BTQ Technologies has been selected to provide quantum-resistant security infrastructure for South Korea’s first bank-led Korean Won stablecoin proof-of-concept, deploying on the Kaia mainnet through iM Bank’s initiative. The move marks a significant step toward domestic stablecoin issuance in a market that banned KRW-backed tokens for nine years and has seen $40 billion flow into foreign dollar-backed alternatives in Q1 2025 alone.
Nine-Year Ban Creates Institutional Urgency
South Korea prohibited domestic KRW stablecoin issuance since approximately 2015, creating a regulatory vacuum that pushed capital toward offshore dollar-backed stablecoins. The anticipated Digital Asset Basic Act, expected to move through the legislative process in 2026, would authorize the first domestic KRW-backed tokens. This regulatory shift has accelerated institutional interest in stablecoin infrastructure. iM Bank’s decision to lead a proof-of-concept signals major Korean financial institutions are preparing for imminent authorization. The $40 billion outflow from South Korean exchanges into foreign stablecoins in the first quarter of 2025 underscores the market demand for a domestic alternative.
BTQ’s Quantum Security Deployment on Kaia
BTQ Technologies will deploy its QSSN (Quantum-Safe Security Network) on Kaia, a Layer-1 blockchain engineered specifically for institutional settlement. Kaia offers 1-second block times and instant finality, critical for stablecoin infrastructure. The QSSN framework uses ML-DSA post-quantum cryptography integrated within the ERC-4337 account abstraction standard, protecting against future quantum computing threats. BTQ has prior deployment experience through partnerships with Danal, a major South Korean mobile carrier billing provider, and Finger Inc. Group, a banking-solutions developer. These implementations demonstrate the technology’s readiness for institutional deployment in the Korean financial ecosystem.
Multi-Chain Competition and Regulatory Momentum
South Korea’s stablecoin development is not limited to Kaia. Competing Tier-1 Korean banks are conducting parallel proof-of-concepts on alternative blockchains including Solana, Avalanche, and GIWA Chain, creating a competitive landscape for institutional adoption. This multi-chain approach reflects both regulatory uncertainty and institutional hedging. The anticipated 2026 passage of the Digital Asset Basic Act would resolve much of that uncertainty and accelerate which chains become preferred settlement layers for KRW stablecoins. BTQ’s selection by iM Bank positions it as the quantum-security standard-bearer in this regulatory transition period.

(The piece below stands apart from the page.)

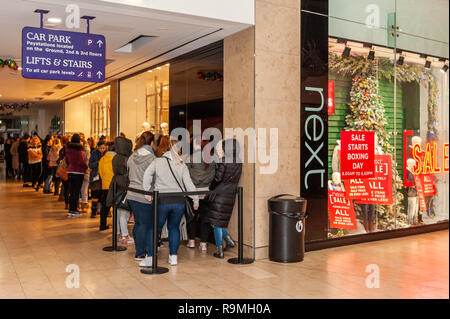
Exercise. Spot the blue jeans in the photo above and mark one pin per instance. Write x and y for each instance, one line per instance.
(48, 181)
(173, 213)
(219, 234)
(142, 224)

Timeline to Market Authorization Remains Fluid
No specific launch date for the iM Bank proof-of-concept has been announced. The Digital Asset Basic Act’s anticipated 2026 legislative timeline is not yet confirmed. Success of this PoC could influence which blockchains and security frameworks regulators endorse for production KRW stablecoin issuance. The quantum security layer adds a differentiator in a crowded infrastructure market, but adoption ultimately depends on regulatory approval and institutional adoption patterns once authorization occurs.